A criação do Exim-Brasil, agência para financiar as operações de comércio exterior brasileiras, é uma das principais medidas. Ligado ao BNDES, a entidade terá sede no Rio de Janeiro e uma carteira de US$ 13 bilhões para coordenar as operações de comércio exterior a partir de agosto.
Mantega prometeu a devolução mais rápida dos créditos do PIS Cofins e do IPI para empresas exportadoras, que tem demorado até cinco anos e deve acontecer agora até 30 dias após a solicitação. Até 50% dos créditos serão devolvidos no caso de empresas que tenham exportado 30% de sua produção, nos últimos dois anos, sejam tributadas pelo lucro real e utilizem a nota fiscal eletrônica.
O ministro anunciou a eliminação do redutor do imposto de importação sobre autopeças destinadas a linhas de produção. O governo também decidiu ampliar o poder de atuação das empresas inscritas no Simples Nacional, que não vão precisar computar os valores exportados dentro do atual limite de até R$ 2,4 milhões por ano.
Segundo Mantega, haverá uma modernização do sistema público de garantias para viabilizar as exportações. Está sendo criado um fundo garantidor de comércio exterior, que terá de início R$ 12 bilhões.

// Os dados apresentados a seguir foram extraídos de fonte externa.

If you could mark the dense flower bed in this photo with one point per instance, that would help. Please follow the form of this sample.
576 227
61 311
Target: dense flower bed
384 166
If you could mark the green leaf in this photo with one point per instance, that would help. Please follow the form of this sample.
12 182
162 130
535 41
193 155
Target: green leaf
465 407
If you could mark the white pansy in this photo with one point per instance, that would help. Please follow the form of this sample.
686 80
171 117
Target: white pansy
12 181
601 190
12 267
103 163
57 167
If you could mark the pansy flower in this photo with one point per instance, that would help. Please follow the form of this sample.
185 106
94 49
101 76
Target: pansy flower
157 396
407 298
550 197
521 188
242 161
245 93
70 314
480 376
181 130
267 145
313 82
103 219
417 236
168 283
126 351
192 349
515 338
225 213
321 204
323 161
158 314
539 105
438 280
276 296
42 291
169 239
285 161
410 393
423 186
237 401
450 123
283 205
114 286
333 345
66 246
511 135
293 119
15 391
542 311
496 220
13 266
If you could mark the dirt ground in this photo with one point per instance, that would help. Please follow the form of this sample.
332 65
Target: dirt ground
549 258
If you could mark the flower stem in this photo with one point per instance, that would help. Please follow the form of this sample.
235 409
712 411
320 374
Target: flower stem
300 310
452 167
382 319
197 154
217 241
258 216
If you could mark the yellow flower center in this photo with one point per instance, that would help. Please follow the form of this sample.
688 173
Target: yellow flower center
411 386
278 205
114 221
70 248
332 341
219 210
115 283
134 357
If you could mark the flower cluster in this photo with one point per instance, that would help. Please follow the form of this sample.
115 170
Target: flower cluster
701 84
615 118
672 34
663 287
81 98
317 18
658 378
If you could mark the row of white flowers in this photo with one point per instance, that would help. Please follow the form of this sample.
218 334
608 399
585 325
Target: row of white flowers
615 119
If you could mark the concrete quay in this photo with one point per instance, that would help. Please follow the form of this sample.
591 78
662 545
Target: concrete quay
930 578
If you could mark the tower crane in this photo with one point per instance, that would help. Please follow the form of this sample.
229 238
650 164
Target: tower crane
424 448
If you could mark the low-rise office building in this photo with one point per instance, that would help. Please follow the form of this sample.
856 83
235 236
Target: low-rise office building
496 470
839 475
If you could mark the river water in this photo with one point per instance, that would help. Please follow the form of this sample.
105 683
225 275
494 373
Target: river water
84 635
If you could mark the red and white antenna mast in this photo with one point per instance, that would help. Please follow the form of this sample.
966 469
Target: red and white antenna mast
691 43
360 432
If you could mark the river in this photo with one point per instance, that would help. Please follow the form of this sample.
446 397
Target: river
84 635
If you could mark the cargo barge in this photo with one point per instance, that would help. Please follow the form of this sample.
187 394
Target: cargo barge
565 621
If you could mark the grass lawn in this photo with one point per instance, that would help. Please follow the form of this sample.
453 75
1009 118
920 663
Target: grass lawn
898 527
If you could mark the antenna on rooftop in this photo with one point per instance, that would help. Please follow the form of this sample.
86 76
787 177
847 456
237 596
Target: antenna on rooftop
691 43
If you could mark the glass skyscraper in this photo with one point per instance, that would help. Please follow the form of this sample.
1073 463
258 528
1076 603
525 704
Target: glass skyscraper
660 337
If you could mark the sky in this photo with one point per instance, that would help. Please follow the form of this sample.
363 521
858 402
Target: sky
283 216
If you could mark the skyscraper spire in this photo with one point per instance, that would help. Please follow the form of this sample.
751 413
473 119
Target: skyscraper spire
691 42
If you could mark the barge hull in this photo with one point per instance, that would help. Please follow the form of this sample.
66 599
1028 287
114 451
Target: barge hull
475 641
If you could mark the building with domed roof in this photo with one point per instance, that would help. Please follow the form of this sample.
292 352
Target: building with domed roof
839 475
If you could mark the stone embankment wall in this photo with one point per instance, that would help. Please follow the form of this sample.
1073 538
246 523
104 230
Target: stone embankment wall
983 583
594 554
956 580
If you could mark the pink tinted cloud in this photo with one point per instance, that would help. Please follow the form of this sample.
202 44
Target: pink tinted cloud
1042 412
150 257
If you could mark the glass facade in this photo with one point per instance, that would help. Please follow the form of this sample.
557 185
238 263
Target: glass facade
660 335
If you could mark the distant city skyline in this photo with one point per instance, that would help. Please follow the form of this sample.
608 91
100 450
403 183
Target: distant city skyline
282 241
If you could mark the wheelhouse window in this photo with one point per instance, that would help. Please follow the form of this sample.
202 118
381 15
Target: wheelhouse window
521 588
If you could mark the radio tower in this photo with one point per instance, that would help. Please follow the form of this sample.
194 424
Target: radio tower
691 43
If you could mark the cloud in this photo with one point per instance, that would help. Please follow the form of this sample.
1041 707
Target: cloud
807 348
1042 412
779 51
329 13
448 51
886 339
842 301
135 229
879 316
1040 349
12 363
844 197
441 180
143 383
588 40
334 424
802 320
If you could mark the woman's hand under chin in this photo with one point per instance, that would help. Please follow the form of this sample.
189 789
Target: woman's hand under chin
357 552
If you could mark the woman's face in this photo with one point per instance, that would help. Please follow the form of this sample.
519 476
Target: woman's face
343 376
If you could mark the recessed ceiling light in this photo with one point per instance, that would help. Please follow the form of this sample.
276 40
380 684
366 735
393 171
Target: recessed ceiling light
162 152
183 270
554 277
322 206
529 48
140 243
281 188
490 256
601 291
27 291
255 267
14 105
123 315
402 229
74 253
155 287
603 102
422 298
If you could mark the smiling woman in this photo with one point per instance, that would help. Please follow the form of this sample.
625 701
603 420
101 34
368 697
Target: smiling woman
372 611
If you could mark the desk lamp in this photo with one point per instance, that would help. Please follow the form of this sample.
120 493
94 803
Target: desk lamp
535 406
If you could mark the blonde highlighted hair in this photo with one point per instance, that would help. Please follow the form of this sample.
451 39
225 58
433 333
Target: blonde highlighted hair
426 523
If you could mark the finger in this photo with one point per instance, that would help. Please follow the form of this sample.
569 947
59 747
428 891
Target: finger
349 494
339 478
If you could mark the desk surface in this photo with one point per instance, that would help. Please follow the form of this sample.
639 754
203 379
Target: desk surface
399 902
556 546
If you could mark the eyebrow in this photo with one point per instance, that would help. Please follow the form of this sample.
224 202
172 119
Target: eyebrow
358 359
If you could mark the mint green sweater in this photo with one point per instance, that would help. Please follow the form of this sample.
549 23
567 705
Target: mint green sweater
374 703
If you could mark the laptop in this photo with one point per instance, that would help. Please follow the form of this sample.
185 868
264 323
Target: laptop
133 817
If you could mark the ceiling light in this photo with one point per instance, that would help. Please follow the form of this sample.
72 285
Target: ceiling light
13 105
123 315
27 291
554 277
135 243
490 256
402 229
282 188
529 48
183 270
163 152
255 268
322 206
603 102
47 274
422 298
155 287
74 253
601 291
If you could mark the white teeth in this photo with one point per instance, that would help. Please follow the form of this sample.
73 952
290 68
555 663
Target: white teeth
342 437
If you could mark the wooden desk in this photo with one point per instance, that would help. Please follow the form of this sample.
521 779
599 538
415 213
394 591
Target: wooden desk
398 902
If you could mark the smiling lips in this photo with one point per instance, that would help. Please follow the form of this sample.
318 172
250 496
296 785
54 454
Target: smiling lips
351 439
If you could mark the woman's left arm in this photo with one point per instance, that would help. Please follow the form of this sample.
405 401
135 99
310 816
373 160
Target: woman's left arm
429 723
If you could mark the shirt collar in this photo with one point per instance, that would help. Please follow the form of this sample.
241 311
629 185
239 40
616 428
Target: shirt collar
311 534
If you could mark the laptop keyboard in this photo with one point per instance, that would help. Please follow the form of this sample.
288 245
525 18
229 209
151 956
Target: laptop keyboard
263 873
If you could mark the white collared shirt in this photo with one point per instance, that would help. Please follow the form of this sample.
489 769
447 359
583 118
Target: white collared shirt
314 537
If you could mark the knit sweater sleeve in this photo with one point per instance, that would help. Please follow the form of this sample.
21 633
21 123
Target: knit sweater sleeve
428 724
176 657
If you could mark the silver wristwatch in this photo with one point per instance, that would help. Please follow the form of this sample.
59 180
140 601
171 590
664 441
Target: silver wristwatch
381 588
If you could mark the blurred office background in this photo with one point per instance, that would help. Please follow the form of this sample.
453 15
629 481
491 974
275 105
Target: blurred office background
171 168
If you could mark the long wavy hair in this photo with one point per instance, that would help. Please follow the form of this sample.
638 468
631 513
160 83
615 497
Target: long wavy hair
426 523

Outra medida é a abertura de um uma linha de crédito de R$ 7 bilhões para exportações de bens de consumo, incluindo automóveis, junto ao BNDES, com juros de 7% ao ano, até o fim de junho, e de 8% ao ano a partir do início de julho.
Mantega destacou que as medidas tomadas estimulam a produção no Brasil, o aumento de empregos, o faturamento e a arrecadação. Ele entende que o pacote anunciado nesta quarta-feira coloca o Brasil em condição de competir melhor no mercado internacional.
Fontes: Ministério da Fazenda, Globo.com, UOL, Agência Estado.